Stavolta gli risponde direttamente il vicepresidente della Commissione Europea, Olli Rehn: «L’irrevocabilità della partecipazione all’area dell’euro è parte integrante dei trattati ed è sancita dall’articolo 140, paragrafo 3, del Tfue. I trattati non indicano alcuna procedura di abbandono dell’euro. Viste queste premesse, l’adozione della moneta unica va intesa come una decisione irrevocabile. Nella sua veste di custode dei trattati, la Commissione rispetta appieno tale principio e non ipotizza pertanto scenari in cui è messa in dubbio l’adesione all’area dell’euro. Se uno Stato membro dell’area dell’euro decidesse di uscire dall’Unione europea in virtù delle disposizioni dell’articolo 50 del Trattato sull’Unione Europea - prosegue Rehn - porrebbe termine anche alla partecipazione alla moneta unica». Finalmente una risposta esaustiva e completa, verrebbe da pensare. E invece no, perché il vicepresidente della Commissione europea prende lucciole per lanterne. Il famoso articolo 140/3, repetita juvant, dice semplicemente che «...il Consiglio, deliberando all’unanimità degli Stati membri la cui moneta è l’euro e dello Stato membro in questione, su proposta della Commissione e previa consultazione della Banca centrale europea, fissa irrevocabilmente il tasso al quale l’euro subentra alla moneta dello Stato membro in questione e prende le altre misure necessarie per l’introduzione dell’euro come moneta unica nello Stato membro interessato». Insomma, l’unica cosa irrevocabile, come ripetuto più volte, è il tasso di cambio tra l’euro e la moneta originaria dello stato aderente. Null’altro.

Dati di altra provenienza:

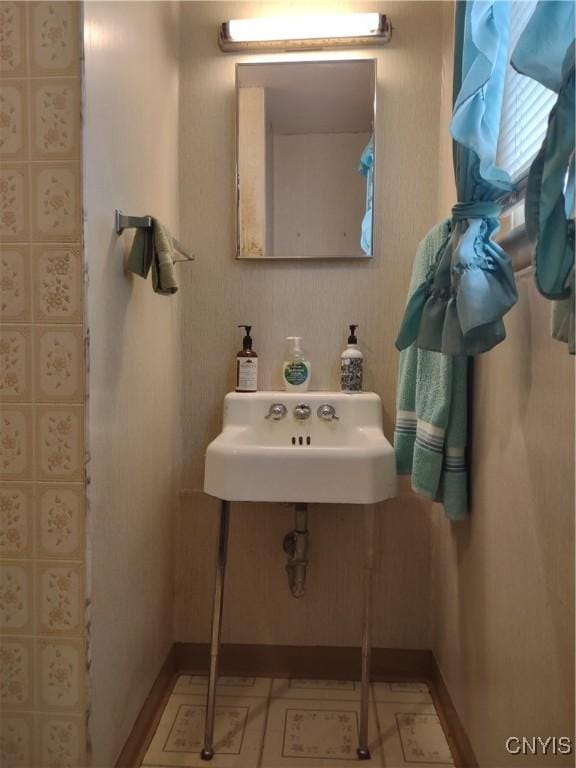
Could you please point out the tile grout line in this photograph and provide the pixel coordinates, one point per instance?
(265, 727)
(378, 727)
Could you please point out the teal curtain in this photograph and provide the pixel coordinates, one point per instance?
(366, 169)
(545, 52)
(458, 309)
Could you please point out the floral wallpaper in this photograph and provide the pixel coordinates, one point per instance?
(42, 499)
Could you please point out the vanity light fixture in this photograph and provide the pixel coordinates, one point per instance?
(304, 33)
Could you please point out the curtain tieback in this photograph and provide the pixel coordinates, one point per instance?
(479, 209)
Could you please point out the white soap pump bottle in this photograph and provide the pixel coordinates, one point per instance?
(351, 365)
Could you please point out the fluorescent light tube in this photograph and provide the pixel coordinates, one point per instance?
(304, 27)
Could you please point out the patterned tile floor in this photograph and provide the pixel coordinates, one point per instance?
(264, 723)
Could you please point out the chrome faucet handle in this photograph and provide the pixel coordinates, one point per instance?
(302, 412)
(277, 411)
(327, 412)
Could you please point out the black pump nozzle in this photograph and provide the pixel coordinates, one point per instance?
(247, 340)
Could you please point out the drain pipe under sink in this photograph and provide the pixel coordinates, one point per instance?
(296, 547)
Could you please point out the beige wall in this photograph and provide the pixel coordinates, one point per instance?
(131, 162)
(503, 581)
(316, 300)
(42, 623)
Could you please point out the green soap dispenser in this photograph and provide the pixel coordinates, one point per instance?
(246, 364)
(351, 365)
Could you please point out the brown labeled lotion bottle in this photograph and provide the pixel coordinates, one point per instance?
(246, 364)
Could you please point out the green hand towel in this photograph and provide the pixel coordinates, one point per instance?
(431, 418)
(153, 248)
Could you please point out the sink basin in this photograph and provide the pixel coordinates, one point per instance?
(347, 460)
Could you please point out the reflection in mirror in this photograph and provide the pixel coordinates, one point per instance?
(305, 158)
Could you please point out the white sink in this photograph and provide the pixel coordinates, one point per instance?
(346, 460)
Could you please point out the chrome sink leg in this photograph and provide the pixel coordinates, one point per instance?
(363, 751)
(217, 602)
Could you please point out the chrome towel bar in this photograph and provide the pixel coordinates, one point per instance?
(122, 222)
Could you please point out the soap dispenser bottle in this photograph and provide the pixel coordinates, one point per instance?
(296, 369)
(351, 365)
(246, 364)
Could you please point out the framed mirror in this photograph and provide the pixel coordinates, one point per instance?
(305, 159)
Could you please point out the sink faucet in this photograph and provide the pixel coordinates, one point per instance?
(327, 412)
(302, 412)
(277, 411)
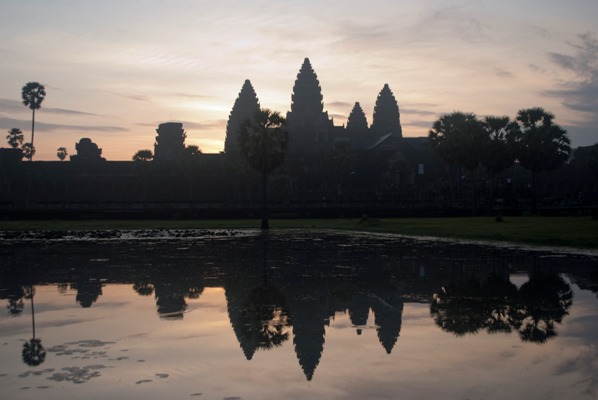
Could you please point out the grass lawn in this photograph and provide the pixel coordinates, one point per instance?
(578, 232)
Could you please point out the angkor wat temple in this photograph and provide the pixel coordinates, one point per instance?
(329, 170)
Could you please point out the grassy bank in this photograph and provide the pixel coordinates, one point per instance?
(578, 232)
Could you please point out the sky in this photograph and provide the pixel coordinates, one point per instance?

«Perlomeno Draghi - commenta uno sconsolatissimo, e anche un po’ infastidito Claudio Morganti - non si è appellato ad articoli dei trattati che non hanno alcuna attinenza con l’irreversibilità della moneta unica, dichiarando invece che “i trattati non dicono quello che uno Stato può o non può fare”, e che a lui “non interessa speculare su ciò che essi dicono o non dicono”».

«Rehn, al contrario - prosegue l’eurodeputato leghista- non solo non ha risposto alla mia domanda, ma ha formulato risposte vaghe ed imprecise. Dalle sue affermazioni - dice Morganti - si deduce che, se uno Stato membro decidesse di uscire dall’Eurozona, dovrebbe recedere necessariamente anche dall’Unione. Un meccanismo che testimonia l’oscurità dei trattati europei e la scarsa democraticità di questa zavorra che presto ci porterà tutti alla deriva».

La morale? Per capire davvero come funzioni l’uscita dall’euro occorre domandare a tutti fuorché a quelli che lo hanno inventato. Ed è esattamente ciò che ha fatto nel 2011 Simon Wolfson, barone di Aspley Guise, che dalla Gran Bretagna (ironia della sorte, fuori dall’Eurozona) ha messo in palio 250mila sterline per chi avesse scovato opzioni praticabili per mollare la moneta unica. Il risultato? Uscire si può, ma non conviene. Perché l’euro è, di fatto, una strada senza ritorno. Una specie di contratto capestro, nel quale decidere di chiamarsi fuori rischia seriamente di costare molto di più che non sorbirsi tutte le ricadute (economicamente devastanti) del restarci dentro.